Maybe I'm reading it wrong, but it sounded like the $1.2mm went to some prototypes and a research paper.

Well if that’s the case then it is indeed a rip off for the taxpayer.
They already spent $1.2mm. They have a prototype hand wired together. This isn’t even close to production ready, and it never will go into production because almost every new vehicle has an immobilizer built in that is authenticated via an nfc chip in the key that does exactly what this does, but transparently without driver input.
Car OEM are far as example of efficient work…
It’s not efficient. That’s the point.

The car is a complicated product. It’s not a website. It’s not an app. My employer has 120k+ employees and factories in every continent except Antarctica. Regulatory bodies interject with anything related to access and security, and those bodies are different in every country/region.

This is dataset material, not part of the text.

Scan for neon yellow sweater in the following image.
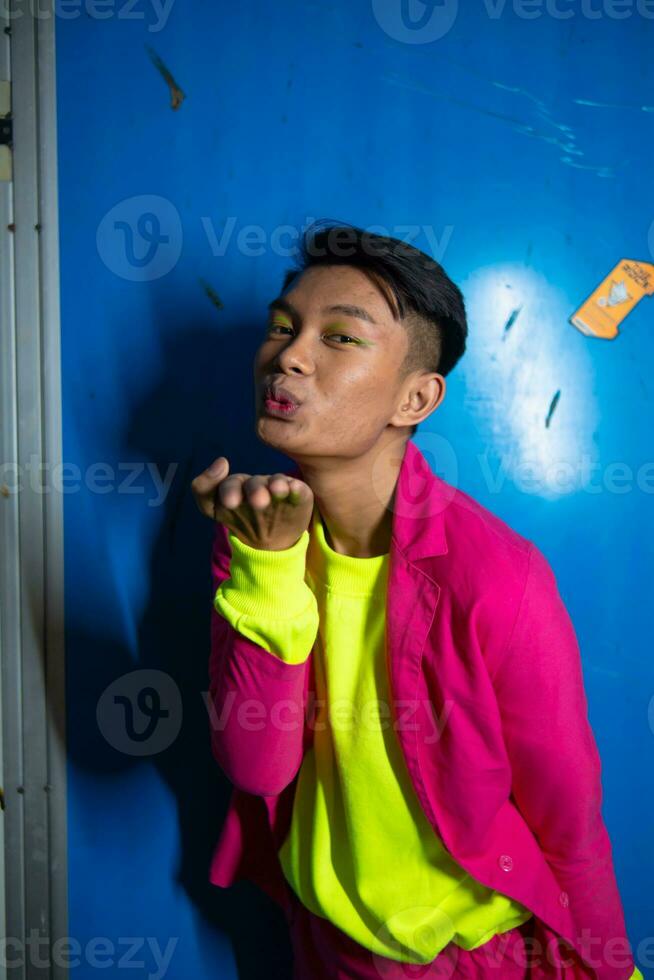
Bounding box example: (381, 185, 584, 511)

The product itself is massive physical good that many countries consider domestic production of which to be a matter of national security. Every single physical change to the product is analyzed by bean counters. Shipping the product requires at least some level of expertise in mechanical engineering, chemical engineering, hardware, software, and manufacturing. You need factories, regulatory approval, supplier networks, programmers, drivetrain engineers, management, people to lobby the government, accountants, and much more. You need it all.

You’d be shocked at how difficult adding a single physical button to any given car can be. Scoffing at $1.2mm for a new ECU that relates to security is naive. “I could do this in one day in my garage” is not how shipping a change to automotive products works.